Nem tanto ao mar nem tanto à terra. Não somos super-homens!, ou mulheres que para o caso tanto faz.

É que há quem ande para aí a apregoar que querer é poder don’t matter what. Não é bem assim. Influenciamos a realidade, OK, alteramo-la e podemos até moldá-la à nossa maneira, mas não somos capazes de o fazer num absoluto alheamento a tudo o que se passa lá fora, de nós bem entendido. E não me peçam percentagens porque não as tenho. Estou até em crer que depende, como tudo aliás, de múltiplos fatores. Como, por exemplo, a força anímica do momento; a abertura à influência externa, que entretanto depende do grau de autoestima em vigor; a gravidade dos acontecimentos…e mais uma mão cheia de coisas que não me apetece nomear, até porque, provavelmente, não lhes conheço o nome. Não. Nem tanto ao mar nem tanto à terra. O exterior matters, and that’s a fact. Se não por que motivo estaria eu para aqui com anglicanismos?! Eu, que até nem sou dessas coisas?! Deu-me para aqui! Poder-me-ia ter dado para pior…

É que me ofereceram uma estante. Uma coisa de nada, daquelas coisas de nada que funcionam como rastilhos e quando damos por nós estamos de sorriso nos lábios, de moral elevada, acreditando nas inúmeras possibilidades que a vida tem e, acima de tudo, acreditando que estão, as sacanas, ao nosso alcance! Vocês vejam lá o que uma estante pode fazer!

De repente senti que algo me aliviava o remo. Que as águas já não eram tão densas, nem as marés tão fortes. De repente senti que podia aliviar a carga porque tenho uma estante nova que posso encher de livros. E, de repente, assim de repente, entraram mais três meninos!

Não duvidem - a vida pode ser bela! Só temos de saber aproveitar todas as estantes que ela nos vai colocando no caminho.

sábado, 3 de março de 2012

Curso de línguas

Provavelmente educar não é mais do que comunicar. Seja cão, seja criança, sem desprestígio para nenhum deles, evidentemente. O que importa é conseguir comunicar. Conseguir perceber o que os move, o que os alimenta, porque agem como agem. Só após esse conhecimento se consegue intervir de uma forma profunda, real e, por isso, duradoura, ou mesmo definitiva.

Não pretendo incutir nada de extraordinário nos comportamentos seja de quem for, cão ou criança, o que quero é minimizar, ou mesmo anular se não for pedir muito, aqueles que são distorcidos, entendendo-se por distorcidos os que verdadeiramente incomodam e prejudicam terceiros.

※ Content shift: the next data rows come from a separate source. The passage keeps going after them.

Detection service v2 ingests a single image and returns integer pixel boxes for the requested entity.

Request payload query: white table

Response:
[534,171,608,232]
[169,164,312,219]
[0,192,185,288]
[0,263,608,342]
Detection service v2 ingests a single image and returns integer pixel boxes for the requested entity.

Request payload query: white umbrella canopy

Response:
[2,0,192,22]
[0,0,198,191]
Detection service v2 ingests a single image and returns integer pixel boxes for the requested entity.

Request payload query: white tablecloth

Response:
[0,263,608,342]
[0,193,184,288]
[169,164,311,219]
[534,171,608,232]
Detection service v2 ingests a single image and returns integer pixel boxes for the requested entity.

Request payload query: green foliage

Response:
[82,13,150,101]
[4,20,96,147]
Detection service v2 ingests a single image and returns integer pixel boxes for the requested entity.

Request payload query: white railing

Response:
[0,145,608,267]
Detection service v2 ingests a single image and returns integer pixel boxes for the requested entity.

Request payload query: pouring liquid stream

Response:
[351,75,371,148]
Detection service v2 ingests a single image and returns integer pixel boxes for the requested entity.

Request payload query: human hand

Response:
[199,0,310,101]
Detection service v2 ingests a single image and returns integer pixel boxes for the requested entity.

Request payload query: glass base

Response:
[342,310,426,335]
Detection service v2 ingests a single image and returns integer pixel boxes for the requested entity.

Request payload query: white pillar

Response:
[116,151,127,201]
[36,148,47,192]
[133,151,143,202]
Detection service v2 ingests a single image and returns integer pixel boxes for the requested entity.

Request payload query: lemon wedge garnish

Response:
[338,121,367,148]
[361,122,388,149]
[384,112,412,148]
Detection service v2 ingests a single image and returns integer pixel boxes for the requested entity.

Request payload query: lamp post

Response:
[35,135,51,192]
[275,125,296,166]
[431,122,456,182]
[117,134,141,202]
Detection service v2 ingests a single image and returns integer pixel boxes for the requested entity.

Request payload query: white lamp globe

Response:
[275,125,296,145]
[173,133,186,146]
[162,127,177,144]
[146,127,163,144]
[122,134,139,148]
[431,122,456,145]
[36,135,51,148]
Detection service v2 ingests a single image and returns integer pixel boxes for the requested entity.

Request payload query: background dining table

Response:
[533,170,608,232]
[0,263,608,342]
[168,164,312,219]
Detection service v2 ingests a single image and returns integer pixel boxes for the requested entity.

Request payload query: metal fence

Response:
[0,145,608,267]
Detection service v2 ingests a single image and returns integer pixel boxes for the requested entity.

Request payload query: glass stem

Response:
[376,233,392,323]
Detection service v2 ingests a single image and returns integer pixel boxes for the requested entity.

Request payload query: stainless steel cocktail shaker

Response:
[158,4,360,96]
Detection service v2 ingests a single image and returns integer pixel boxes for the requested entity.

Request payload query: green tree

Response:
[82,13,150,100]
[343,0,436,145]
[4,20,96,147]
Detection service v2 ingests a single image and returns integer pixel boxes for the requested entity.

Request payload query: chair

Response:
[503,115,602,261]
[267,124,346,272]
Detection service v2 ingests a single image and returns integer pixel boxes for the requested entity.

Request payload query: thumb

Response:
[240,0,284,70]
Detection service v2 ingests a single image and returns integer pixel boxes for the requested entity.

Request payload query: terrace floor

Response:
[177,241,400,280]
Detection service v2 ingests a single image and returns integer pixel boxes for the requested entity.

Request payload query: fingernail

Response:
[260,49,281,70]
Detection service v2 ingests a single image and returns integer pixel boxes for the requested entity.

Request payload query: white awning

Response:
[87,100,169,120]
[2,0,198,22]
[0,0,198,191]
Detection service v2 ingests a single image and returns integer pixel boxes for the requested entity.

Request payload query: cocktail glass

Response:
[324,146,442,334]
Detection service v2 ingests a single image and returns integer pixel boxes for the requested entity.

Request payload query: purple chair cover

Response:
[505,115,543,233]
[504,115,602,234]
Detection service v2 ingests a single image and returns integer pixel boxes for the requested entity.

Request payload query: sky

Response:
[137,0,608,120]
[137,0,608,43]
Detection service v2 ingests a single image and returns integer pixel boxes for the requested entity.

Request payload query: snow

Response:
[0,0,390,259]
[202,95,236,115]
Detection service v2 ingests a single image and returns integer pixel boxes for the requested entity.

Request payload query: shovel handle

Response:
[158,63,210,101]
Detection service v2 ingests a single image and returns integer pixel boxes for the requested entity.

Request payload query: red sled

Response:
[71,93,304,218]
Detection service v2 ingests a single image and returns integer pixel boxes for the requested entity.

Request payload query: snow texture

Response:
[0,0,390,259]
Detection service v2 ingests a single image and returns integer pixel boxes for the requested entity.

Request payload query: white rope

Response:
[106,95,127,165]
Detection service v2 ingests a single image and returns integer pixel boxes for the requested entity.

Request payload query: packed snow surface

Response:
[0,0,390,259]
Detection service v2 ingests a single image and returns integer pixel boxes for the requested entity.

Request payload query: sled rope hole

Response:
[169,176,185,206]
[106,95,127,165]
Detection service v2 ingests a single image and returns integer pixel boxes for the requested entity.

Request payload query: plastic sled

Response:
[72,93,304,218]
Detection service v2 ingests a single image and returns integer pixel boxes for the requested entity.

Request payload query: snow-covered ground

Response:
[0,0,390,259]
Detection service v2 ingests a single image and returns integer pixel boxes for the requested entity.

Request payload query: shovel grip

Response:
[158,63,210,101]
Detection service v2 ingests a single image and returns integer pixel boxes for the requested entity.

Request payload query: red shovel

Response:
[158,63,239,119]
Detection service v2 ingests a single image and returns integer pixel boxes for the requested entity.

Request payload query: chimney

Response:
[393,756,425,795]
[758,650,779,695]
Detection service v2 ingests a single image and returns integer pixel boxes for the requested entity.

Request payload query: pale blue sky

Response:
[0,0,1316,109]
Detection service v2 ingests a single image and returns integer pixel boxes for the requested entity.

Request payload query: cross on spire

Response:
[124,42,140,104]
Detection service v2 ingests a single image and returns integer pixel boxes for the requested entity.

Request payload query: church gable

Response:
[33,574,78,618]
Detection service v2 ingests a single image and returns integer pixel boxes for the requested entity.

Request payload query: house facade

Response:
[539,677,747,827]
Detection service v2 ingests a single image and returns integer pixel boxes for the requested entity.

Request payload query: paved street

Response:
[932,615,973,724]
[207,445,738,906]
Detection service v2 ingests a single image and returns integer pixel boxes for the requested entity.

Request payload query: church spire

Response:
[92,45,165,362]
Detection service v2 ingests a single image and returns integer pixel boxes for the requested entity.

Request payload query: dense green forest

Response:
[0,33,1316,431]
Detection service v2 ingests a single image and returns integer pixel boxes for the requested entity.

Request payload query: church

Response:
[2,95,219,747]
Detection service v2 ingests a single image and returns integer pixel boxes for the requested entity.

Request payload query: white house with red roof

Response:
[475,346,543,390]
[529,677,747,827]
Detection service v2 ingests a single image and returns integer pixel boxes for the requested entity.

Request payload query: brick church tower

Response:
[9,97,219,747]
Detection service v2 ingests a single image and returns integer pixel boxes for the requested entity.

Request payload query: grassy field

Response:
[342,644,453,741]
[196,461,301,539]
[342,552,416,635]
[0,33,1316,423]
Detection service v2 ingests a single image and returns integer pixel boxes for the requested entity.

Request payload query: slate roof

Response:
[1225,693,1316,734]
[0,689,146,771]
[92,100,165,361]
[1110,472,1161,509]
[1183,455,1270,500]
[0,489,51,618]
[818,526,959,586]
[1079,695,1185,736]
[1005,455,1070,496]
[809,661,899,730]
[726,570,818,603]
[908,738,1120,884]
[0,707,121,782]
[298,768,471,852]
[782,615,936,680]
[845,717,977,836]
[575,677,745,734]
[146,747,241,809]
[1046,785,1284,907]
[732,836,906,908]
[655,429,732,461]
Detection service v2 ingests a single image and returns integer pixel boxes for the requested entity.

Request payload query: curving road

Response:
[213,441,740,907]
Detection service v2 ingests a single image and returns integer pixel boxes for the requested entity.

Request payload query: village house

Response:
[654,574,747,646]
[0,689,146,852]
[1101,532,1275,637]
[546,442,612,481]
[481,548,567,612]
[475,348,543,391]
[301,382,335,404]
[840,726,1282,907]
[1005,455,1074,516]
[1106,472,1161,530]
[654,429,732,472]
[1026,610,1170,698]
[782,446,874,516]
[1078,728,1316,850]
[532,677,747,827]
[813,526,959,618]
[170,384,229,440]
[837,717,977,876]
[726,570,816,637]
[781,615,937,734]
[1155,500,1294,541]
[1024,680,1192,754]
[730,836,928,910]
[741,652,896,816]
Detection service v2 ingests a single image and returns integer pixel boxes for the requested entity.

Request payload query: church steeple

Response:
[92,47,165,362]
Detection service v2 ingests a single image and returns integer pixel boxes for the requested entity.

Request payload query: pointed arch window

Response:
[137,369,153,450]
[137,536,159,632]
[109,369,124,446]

Já percebi que para isso não basta ralhar ou proibir. É necessário, não só compreender a real base dos ditos, mas fazer o outro compreender que ao insistir neles perde qualquer coisa de valioso.

Para ser franca ainda não percebi se esta comunicação é mais difícil com os cães ou com as crianças…uns não falam a minha língua, e os outros…também não. O que me leva à quase certeza de me estar a tornar, com o tempo e devagar, numa verdadeira poliglota.

quinta-feira, 1 de março de 2012

Bullying

Não encontro teoria que me valha em situações extremas. Não chega, a teoria. Por vezes sinto que preciso de ter alguém que avance antes de eu atingir o meu limite de paciência, de capacidade de controle, de poder de decisão, de tudo. Antes de eu desnortear. E não tenho. Estou sozinha. E ainda que não seja pessoa de desistir, sinto uma certa incompatibilidade entre a gerência de um negócio e a salvação de certas almas.

Alguém me diga como é que se gerem, na prática, situações de bullying. Aquele bullying fininho, feito à socapa, sacana, que deixa outros, mais novos e mais fracos, mudos, encolhidos. E eu sinto-o, sei de onde vem e não suporto. Porque nunca suportei enxovalhos ou humilhações. Nunca. Nem quando tinha a idade deles. Nunca suportei a maldade e salto que nem uma leoa a defender as crias. Depois fico mal comigo mesma. Não deveria ter perdido as estribeiras, mas perdi. Dei dois gritos e expulsei o agressor. Desaparece da minha vista! Não disse mas senti. Foi exatamente o que senti. Desaparece da minha vista! Esquecendo-me que afinal são todos crianças. Um adulto não pode, não deve reagir assim. Ainda que existam crianças e crianças…não pode, não deve, mas não é de ferro.